Discover Gluck's Orfeo ed Euridice, performed at the Théâtre de Poissy by the accentus choir and the Insula Orchestra under Laurence Equilbey's baton. They are joined by Franco Fagioli, Malin Hartelius and Emmanuelle de Negri.
The legend of Orfeo and Euridice, which dates back to the Greeks and the Romans, is one of those stories that are as aching and painful as they are wonderful, several times adapted through the history of music (by Monteverdi, Gluck, Berlioz and Offenbach). For this concert, Laurence Equilbey chose to perform Gluck's original Viennese version that was composed in 1762, with a wonderful casting. The role of Orfeo, that originally required the voice of a contralto castrato, is performed by one of the best countertenors of our times, Franco Fagioli whose remarkable voice covers three octaves. The Swedish soprano Malin Hartelius appears in the role of Euridice. They are joined by Emmanuelle de Negri to perform Amore.
Orfeo cries because his beloved wife has died. The gods, moved by such a pain, send him Amore (the Love) to offer him to go to the Hades to bring back Euridice, on condition that he does not glance at her before they will be back on earth. When Orfeo wants to cross the Cocytus, he meets the Happy Spirits. Thanks to his musical talents, he convinces the Spirits to let him go and guide him. After having found his wife, he begins with her a long way to come back on Earth. However Euridice suddenly stops, worried: she doesn't understand why Orfeo doesn't look at her. Orfeo can't resist anymore, he turns to look at his wife. But in an ultimate breath, Euridice forever dies. In the famous "I have lost my Euridice", Orfeo wants to kill himself but Amore appears to stop him and gather the lovers in the eternity.

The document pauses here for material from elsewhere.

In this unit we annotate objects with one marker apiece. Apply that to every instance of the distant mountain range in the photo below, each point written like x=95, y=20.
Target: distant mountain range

Through the Orfeo ed Euridice he composed in 1762, Gluck makes this tragedy sublime with a dazzling music, at the limits between the Baroque and classical styles, with the shape of an azione teatrale per musica that was popular at the end of the 18th century.
"I had a so deep, sensitive, absorbing and harrowing impression when I heard the music of Orfeo ed Euridice that I was unable to talk about what I felt."